Review: The Heiresses


An aristocratic couple grows up with the freedom to live outside societal norms in traditional Paraguay. As their money runs out, they are forced to gradually reenter a stratum of society they thought they could leave behind. Caught in social and legal currents they cannot control; Chela and Chiquita will have to move on in ways they fear and distrust. Paths that will turn out good and bad.

Marcelo Martinessi’s slow burn slice of life takes two women out of time and turns the microscope on their personal crises. The two have been romantic partners for decades, and rich for their entire lives. Now, they must sell off their possessions, some personal treasures they cannot imagine living without. Chiquita, the most grounded and assertive of the two, sells what must be sold, while Chela lives in a fantasy world of denial that is always a few steps behind reality.

The screenplay slowly introduces Chiquita’s impending jail sentence and the lesbian orientation of the two. This subtly blends the distinction between punishment for legal violations and punishment for social violations. She exclaims to a friend in disbelief, “They are going to put me in jail!” Unbelievable, after all, the rich have their prerogatives.

As reality dawns on Chela, it dawns on us. Chiquita is in and out of the courts while Chela is in and out of consciousness. Martinessi plays with these themes accompanied by suitably subdued cinematography and a soundtrack alternating between the vaguely threatening and the downright melancholy. Many of the scenes are in the decrepit mansion, slowly becoming a shell of itself. Richly photographed, the interior is as dark as the inner reaches of the mind. Perhaps this is the cocoon from which Chela, at least, will merge reborn. She first drives her (still rich) buddies to various social meetings as a favor, and then, when pressed, as a paid taxi driver. Her shock at actually working for money is as funny as it is pathetic. In that melancholy, she is emerging and learning things of importance, despite herself.

She makes up a ludicrous story about Chiquita’s sudden absence from her normally vigorous social circuit, a story that cannot help but fall apart in a short time. She is learning about truth and lies as she is learning about taxi driving. She is also learning about finding new lovers, a skill Chiquita seems to have long since mastered. Chela may be slow, but, after all, it is Chiquita who is in jail.

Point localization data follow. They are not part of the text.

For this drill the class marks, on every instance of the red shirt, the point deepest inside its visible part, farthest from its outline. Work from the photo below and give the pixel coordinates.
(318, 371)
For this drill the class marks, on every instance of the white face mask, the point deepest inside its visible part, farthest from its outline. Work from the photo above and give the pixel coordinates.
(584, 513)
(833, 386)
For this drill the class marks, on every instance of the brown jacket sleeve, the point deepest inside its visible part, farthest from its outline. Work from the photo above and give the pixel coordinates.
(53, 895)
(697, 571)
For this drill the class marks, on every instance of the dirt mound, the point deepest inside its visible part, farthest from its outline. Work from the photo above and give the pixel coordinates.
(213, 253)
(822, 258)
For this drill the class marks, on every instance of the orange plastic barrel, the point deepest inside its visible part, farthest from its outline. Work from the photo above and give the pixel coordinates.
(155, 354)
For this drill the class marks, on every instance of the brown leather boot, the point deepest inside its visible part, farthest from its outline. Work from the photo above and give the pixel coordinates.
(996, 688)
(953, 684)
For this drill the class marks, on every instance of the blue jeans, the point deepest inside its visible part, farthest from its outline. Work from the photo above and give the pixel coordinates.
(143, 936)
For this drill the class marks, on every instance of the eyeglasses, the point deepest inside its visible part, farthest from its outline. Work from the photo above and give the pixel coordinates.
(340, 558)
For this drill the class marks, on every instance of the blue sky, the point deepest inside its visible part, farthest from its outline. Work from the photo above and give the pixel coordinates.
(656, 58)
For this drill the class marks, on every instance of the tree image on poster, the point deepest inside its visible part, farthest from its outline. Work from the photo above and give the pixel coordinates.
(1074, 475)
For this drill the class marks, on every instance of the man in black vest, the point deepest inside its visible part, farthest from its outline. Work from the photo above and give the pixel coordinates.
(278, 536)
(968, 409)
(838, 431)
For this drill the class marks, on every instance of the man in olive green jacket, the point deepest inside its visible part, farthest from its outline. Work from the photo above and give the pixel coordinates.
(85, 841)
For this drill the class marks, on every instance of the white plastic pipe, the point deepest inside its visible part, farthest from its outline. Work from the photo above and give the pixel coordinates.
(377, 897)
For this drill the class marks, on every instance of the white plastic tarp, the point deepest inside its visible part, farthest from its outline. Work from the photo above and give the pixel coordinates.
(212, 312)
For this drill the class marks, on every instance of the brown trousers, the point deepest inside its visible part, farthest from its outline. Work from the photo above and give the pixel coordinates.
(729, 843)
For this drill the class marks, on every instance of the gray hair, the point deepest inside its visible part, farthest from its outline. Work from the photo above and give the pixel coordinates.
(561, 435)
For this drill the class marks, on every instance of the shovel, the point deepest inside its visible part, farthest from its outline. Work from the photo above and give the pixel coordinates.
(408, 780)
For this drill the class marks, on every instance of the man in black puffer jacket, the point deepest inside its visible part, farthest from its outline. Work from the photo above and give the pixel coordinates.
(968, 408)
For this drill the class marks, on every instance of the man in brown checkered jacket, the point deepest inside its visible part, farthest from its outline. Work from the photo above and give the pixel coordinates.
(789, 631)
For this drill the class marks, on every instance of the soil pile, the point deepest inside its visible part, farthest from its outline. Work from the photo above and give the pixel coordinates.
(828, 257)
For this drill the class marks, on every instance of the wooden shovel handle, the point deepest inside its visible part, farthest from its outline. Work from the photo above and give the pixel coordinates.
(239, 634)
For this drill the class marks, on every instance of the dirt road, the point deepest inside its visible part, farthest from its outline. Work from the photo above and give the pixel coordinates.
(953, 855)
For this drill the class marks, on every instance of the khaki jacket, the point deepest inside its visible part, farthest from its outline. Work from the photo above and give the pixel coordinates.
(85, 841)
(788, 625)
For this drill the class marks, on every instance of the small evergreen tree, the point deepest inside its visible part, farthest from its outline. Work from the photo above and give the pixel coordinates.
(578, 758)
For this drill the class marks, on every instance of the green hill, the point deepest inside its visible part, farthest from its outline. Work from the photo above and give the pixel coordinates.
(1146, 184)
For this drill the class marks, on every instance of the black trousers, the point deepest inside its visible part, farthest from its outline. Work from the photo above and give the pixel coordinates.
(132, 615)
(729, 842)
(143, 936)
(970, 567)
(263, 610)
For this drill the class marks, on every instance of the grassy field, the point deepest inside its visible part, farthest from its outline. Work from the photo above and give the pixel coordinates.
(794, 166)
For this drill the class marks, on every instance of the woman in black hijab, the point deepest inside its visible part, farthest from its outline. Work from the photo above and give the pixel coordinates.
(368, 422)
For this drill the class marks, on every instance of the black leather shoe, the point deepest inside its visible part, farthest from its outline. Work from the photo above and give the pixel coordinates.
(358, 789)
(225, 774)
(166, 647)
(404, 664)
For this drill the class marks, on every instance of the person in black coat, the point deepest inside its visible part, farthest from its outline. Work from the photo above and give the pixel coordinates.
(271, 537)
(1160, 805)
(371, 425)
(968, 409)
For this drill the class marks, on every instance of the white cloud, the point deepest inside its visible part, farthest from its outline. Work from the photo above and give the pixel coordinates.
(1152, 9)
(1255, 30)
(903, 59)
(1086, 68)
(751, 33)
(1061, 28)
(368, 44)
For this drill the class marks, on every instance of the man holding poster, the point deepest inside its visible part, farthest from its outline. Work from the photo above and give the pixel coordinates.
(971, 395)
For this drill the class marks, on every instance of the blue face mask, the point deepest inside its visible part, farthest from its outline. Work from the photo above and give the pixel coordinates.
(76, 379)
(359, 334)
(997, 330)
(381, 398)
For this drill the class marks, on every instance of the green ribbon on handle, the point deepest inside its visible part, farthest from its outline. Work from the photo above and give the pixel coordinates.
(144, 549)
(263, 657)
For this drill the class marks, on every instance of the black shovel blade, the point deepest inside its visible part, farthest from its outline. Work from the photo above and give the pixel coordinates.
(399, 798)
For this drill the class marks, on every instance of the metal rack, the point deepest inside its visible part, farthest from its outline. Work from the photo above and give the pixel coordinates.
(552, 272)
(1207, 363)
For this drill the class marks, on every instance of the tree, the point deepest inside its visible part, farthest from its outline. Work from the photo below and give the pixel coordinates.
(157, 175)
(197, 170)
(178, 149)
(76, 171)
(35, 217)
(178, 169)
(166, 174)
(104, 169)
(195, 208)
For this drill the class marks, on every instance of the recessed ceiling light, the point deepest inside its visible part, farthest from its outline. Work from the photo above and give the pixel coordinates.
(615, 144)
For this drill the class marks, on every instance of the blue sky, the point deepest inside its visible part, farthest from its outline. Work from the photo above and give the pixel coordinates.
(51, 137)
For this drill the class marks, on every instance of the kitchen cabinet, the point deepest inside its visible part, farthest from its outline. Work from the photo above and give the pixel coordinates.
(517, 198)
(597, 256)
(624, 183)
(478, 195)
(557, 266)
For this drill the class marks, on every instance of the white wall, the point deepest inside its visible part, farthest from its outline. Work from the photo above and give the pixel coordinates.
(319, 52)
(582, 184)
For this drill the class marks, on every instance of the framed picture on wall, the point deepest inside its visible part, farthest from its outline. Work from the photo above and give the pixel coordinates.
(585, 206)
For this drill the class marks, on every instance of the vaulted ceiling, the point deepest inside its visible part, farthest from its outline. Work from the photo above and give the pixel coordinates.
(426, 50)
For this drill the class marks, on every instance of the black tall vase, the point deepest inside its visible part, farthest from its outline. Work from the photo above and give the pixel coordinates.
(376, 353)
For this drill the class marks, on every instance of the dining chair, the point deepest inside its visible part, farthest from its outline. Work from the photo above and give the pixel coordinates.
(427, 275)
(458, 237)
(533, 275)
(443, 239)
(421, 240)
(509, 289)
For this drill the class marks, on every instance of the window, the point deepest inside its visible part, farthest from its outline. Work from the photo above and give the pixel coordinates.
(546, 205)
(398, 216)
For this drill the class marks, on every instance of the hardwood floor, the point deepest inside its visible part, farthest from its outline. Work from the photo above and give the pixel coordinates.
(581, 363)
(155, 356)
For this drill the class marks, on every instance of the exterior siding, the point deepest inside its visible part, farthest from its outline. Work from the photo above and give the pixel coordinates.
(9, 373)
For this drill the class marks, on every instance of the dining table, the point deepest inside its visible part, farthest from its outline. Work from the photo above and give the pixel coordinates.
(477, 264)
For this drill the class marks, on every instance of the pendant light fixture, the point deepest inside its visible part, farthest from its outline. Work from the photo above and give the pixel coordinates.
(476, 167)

This is the film debut for both Ana Brun and Margarita Irun, who are accomplished Paraguayan stage actresses. Their method is slow and exacting, at least by American movie standards, but filled with a share of dark humor. This works well for the subject matter in this movie. The trick will be to transpose it to future films. Considering the film is Paraguay’s official submission to the 2019 Academy Awards for Best Foreign Language Film, it is exciting to anticipate where we will see Brun and Irun next.